Lelah mendengarkan batinnya yang terus saja berdebat, Naura
pun menghempaskan tubuhnya ke atas ranjang.
Diusapnya wajahnya dengan kedua belah tangan, lalu ia
menarik napas dalam-dalam.
Batinnya boleh saja bergejolak, tapi dia tetap harus bisa
mengambil sikap----sekarang juga.
Langsung saja Naura bangkit lagi dari atas ranjang seraya
meraih kembali ponsel flip miliknya.
Baiklah, satu SMS balasan rasanya sudah cukup untuk sekedar
salam perpisahan.
Naura meremas kuat ponsel genggamnya sesaat. Ia sempat
mondar-mandir beberapa kali untuk memikirkan kata-kata apa yang pantas untuk
membalas pesan dari Naufal. Setelah menemukan kalimat yang cocok ia pun
berhenti tepat di sisi ranjangnya.
“Terus terang aku sedih.”
Pause.
Jari-jemarinya berhenti bergerak setelah mengetik kata “sedih”. Lagi ia menarik
napas panjang guna meredam rasa sesak yang belum juga hilang. Namun, percuma.
Semakin diredam perih itu justru terasa semakin dalam.
“Kenapa kamu minta putus disaat kita belum pernah bertemu
sekali pun? Tapi, it`s okey. Kita
putus.” Detik selanjutnya Naura sudah kembali mengetik pesan balasan untuk
Naufal. “Thanks for the memories.”
Send.
Tanpa pikir panjang ataupun sekedar membacanya ulang, Naura
langsung menekan tombol hijau. Setelah pesan singkat yang-amat-singkat itu
benar-benar terkirim, tubuh gadis itu tiba-tiba saja merosot jatuh ke bawah
lantai. Disusul dengan kepalanya yang ikut terhuyung lalu mendarat tepat di
atas spring bed bermotifkan keropi
miliknya.
Kini ia tak mampu lagi untuk terus berpura-pura tegar. Sesak
itu terasa nyata, begitu kuat, dan pada akhirnya menghancurkan tembok
pertahanan yang ia buat.
Dalam keheningan malam, dibiarkannya saja butiran bening
satu per satu luruh hingga menganak-sungai di kedua pipinya.

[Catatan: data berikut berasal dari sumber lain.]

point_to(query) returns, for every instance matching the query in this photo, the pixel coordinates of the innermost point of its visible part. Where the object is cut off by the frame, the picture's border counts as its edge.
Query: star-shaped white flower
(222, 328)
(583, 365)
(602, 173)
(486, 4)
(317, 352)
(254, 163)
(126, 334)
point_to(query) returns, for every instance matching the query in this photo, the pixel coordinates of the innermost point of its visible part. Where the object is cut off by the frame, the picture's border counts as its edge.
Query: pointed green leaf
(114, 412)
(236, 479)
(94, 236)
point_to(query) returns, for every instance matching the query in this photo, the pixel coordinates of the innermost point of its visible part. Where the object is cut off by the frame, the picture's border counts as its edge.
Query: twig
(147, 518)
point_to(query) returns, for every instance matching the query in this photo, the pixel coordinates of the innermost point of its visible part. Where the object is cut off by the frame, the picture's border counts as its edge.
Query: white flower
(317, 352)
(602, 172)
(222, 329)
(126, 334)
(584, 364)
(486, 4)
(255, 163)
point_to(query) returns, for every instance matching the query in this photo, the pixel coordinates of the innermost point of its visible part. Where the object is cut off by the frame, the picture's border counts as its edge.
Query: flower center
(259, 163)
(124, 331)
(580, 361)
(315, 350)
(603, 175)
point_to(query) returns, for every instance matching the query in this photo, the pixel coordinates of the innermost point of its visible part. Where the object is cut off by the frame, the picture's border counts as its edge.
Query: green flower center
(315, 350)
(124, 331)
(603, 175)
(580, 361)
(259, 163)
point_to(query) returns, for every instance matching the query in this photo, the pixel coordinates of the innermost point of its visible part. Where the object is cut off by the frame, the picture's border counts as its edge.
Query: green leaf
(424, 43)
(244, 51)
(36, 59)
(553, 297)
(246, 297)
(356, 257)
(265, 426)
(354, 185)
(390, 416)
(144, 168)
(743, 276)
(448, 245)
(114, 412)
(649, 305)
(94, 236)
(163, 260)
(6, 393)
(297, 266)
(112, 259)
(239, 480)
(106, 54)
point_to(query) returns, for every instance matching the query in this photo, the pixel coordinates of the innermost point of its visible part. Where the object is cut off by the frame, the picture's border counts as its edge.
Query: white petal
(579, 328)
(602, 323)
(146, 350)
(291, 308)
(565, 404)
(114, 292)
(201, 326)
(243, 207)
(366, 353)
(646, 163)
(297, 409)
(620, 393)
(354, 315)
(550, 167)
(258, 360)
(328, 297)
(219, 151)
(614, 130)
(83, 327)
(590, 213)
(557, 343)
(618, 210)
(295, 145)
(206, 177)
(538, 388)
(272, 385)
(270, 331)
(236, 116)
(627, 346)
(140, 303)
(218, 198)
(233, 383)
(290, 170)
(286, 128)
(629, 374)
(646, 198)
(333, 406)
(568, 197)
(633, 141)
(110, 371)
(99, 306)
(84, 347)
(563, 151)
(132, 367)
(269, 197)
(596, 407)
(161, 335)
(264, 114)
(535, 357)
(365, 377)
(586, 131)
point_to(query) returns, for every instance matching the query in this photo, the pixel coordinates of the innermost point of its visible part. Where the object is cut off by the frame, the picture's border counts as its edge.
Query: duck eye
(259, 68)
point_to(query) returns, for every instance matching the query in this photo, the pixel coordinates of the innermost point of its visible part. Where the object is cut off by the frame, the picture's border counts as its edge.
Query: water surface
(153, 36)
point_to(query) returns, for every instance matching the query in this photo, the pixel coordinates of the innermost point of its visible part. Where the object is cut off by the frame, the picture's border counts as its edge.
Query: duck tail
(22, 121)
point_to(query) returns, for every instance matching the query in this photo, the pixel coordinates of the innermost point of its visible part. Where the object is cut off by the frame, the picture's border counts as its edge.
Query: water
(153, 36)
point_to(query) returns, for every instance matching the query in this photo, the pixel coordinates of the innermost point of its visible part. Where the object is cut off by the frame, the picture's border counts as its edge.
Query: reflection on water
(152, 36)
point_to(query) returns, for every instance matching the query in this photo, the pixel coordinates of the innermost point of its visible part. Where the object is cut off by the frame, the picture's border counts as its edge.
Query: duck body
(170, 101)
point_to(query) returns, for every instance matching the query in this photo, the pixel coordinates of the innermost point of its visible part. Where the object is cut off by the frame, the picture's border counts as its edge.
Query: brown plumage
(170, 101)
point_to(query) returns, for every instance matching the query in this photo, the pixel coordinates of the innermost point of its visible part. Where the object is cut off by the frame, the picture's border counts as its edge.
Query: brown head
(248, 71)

Tak ada raungan, tak ada jeritan, yang ada hanyalah isakan
kecil yang tertahan.
•••
Naura menggosok-gosok kedua kelopak matanya dengan jari
telunjuk. Sesekali gadis itu juga terlihat menguap menahan rasa kantuk. Jam
dinding di istana kecilnya sudah menunjukkan pukul 9 pagi, tetapi Naura belum
juga beranjak dari dalam sana.
Di hadapannya tengah berdiri sosok Alya -sahabat sekaligus karyawati di toko bunga miliknya- yang
berkacak pinggang dengan tatapan sarkastis. Gadis berkulit putih pucat dengan
bola mata sipit itu tak dapat menahan rasa terkejutnya ketika pagi-pagi sekali
ia mendapati Naura tertidur di sisi ranjang lengkap dengan sepasang mata
bulatnya yang bengkak. Penampilannya benar-benar terlihat kacau sekarang.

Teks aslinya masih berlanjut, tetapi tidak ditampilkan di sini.